Looking specifically at an Obama proposal to boost payroll tax rates, Lawrence Lindsey admitted that the government would get more money, but at very high cost.
We should also keep in mind that the economic well-being of the country is not measured by how much taxes the government can collect, or even the size of the deficit. Rather, it is measured by the country’s productive capacity. …It is shocking to think that we have a presidential candidate who would make the private sector $5 poorer in order to make the government $1 richer.
And here’s what I wrote about some research from the European Central Bank.
…this study implies that the government would reduce private-sector taxable income by about $20 for every $1 of new tax revenue. Does that seem like good public policy? Ask yourself what sort of politicians are willing to destroy so much private sector output to get their greedy paws on a bit more revenue.
Here’s the remaining list of suggested tax hikes, followed by my parenthetical observations.
By the way, there’s one group that doesn’t have to worry very much about all these proposed tax hikes. OECD bureaucrats get tax-free salaries, which may explain why they seem oblivious to the real-world impact of their proposed policies.
Interestingly, the report inadvertently acknowledges that lower tax rates are good for capital formation and tax compliance.
The decline in top rates of income tax leads to a reduction in the tax burden carried by high earners and thus increases their post-tax income. Higher disposable income makes it easier for individuals to save and accumulate capital which eventually increases incomes further. Reducing top rates of income tax reduces the incentive to engage in tax planning to avoid or evade tax, so leads to more income being declared for income tax purposes.
Though this accidental bit of insight certainly didn’t have any impact on the OECD’s policy recommendations.
We now have updated numbers from the OECD. The good news, so to speak, that America’s need for “budgetary consolidation” appears to have dropped from about 9.5 percent of GDP to 9 percent of GDP. But we’re still one of nations with the biggest long-run challenge, which is why I’m a broken record on the need for real entitlement reform.
The numbers for Greece and Portugal have gotten much worse in the past couple of years. I’m tempted to say that this is evidence that all the tax increases in those two nations have backfired. But I suspect it’s more a function of the OECD statistics people being wildly off base a couple of years ago.
P.P.S. If you were asked about the policies needed to promote more growth in Malaysia and Indonesia, you would probably suggest copying the high-growth economies in the region such as Hong Kong and Singapore.
But if you were an OECD bureaucrat, you would instead put out a report about “Rising tax revenues: A key to economic development in emerging Asian countries.”

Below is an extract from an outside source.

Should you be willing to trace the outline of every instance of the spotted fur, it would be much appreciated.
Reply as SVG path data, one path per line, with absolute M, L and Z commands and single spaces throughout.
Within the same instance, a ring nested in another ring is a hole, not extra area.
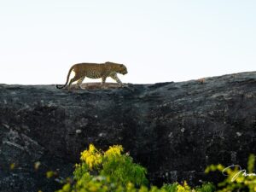
M 69 77 L 71 72 L 73 71 L 75 73 L 74 77 L 70 79 Z M 58 89 L 62 89 L 67 86 L 68 84 L 68 89 L 70 89 L 71 84 L 77 82 L 77 85 L 82 89 L 81 84 L 85 79 L 102 79 L 102 86 L 104 86 L 106 79 L 108 77 L 114 79 L 119 84 L 123 86 L 122 82 L 118 78 L 117 73 L 126 74 L 127 68 L 123 64 L 113 63 L 113 62 L 105 62 L 105 63 L 78 63 L 73 65 L 68 72 L 67 81 L 64 85 L 57 84 L 56 87 Z M 68 83 L 69 82 L 69 83 Z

And you would make this absurd assertion.
Increased domestic resource mobilisation is widely accepted as crucial for countries to successfully meet the challenges of development and achieve higher living standards for their people. Additional tax revenues enable governments to simultaneously strengthen infrastructure development, enhance the quality of education and promote social cohesion.
But don’t be surprised. The OECD made the exact same recommendation for higher taxes to finance bigger government when looking at Latin American economies. So at least they’re consistent.
Too bad the OECD bureaucrats are so in love with higher taxes that they never suggest the policies that enabled Western Europe to become rich.
P.P.P.S. The OECD report focuses on “taxing the rich,” but always remember that politicians use that as a strategic gimmick in order to justify higher taxes on the rest of us.